No se trata de ensayar la defensa de los regímenes y los gobernantes caídos, pero sí hay que señalar que Khadafy y Mubarak, que ya son historia, y Assad, que todavía resiste, no deseaban dinamitar el equilibrio de poderes del Oriente Medio ni reivindicaban un programa de dominación anclada en los dogmas del Profeta. Crueles como eran, no se les hubiese ocurrido crucificar cristianos, fusilar a los disidentes del islam o promover limpiezas étnicas. Su política -que, de puertas para adentro, podía parecernos despótica- en modo alguno abrigaba la intención de ponerle fuego a toda una región en consonancia con supuestos dictados del más allá.
Si los que fueron depuestos eran odiosos, ciertamente no eran peligrosos fuera de sus países. En cambio, qué decir del califato vigente en Benghazi y de EI, cuyo bautismo de fuego tuvo lugar en Siria y ahora domina parte de Irak. Aquellos admitían las reglas de juego internacionales, al margen de las formas de administrar sus respectivos Estados. Estos, inversamente, recusan cualquier principio de negociación. La diferencia, en términos de la seguridad planetaria -que es cuanto importa- y no de la ética o de los cánones democráticos, resulta cualitativa.

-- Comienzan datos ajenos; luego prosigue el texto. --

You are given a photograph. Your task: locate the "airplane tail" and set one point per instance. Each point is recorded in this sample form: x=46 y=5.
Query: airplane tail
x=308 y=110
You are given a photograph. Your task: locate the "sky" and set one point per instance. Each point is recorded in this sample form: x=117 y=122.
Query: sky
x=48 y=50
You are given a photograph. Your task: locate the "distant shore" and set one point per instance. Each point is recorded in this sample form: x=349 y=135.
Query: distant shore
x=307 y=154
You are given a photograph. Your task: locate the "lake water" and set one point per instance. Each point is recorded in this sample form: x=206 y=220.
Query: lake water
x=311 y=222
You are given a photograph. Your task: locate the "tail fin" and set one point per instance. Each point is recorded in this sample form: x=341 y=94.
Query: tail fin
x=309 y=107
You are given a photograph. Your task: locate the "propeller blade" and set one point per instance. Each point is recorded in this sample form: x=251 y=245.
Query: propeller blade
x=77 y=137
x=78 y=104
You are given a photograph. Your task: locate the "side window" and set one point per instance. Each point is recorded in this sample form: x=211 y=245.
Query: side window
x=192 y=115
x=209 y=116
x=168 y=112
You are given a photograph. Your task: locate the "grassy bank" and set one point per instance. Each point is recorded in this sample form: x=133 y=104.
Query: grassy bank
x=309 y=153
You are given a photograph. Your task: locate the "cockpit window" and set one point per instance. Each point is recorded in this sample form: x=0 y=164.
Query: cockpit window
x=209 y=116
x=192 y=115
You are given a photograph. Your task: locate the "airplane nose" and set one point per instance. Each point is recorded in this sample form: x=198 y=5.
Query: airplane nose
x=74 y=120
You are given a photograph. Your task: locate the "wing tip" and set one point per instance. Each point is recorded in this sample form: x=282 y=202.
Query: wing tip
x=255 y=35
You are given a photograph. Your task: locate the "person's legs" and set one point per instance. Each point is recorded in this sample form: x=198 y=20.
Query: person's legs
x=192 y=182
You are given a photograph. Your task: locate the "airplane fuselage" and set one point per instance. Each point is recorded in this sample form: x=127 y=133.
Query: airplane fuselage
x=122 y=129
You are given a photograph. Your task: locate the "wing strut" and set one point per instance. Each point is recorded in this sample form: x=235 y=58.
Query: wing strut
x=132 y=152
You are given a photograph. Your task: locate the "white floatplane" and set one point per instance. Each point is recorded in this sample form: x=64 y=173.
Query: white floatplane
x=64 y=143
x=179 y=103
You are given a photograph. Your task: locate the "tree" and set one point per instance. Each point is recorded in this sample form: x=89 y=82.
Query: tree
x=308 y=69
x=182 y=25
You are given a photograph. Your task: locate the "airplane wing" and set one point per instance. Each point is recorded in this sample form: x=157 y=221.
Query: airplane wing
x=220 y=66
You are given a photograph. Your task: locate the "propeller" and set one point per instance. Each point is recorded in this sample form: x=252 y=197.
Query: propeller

No hubo y seguramente no habrá -cuando menos a corto y mediano plazo- una "primavera árabe" erigida en torno de unos valores y unas instituciones ajenas a la idiosincrasia de esos pueblos. La disyuntiva, por lo tanto, aunque cueste aceptarla, no tiene nada que ver con la democracia (buena) y el autoritarismo (malo), sino con regímenes respetuosos del statu quo mundial -monárquicos, dictatoriales o, eventualmente, moderadamente pluralistas- y fuerzas fundamentalistas refractarias a ese orden. El rey de Arabia Saudita, el presidente sirio y su par egipcio están de un lado. Del otro, la infinidad de sectas que han convertido a Alá en una deidad sanguinaria y acarician la pretensión de aplicar la sharia a escala planetaria.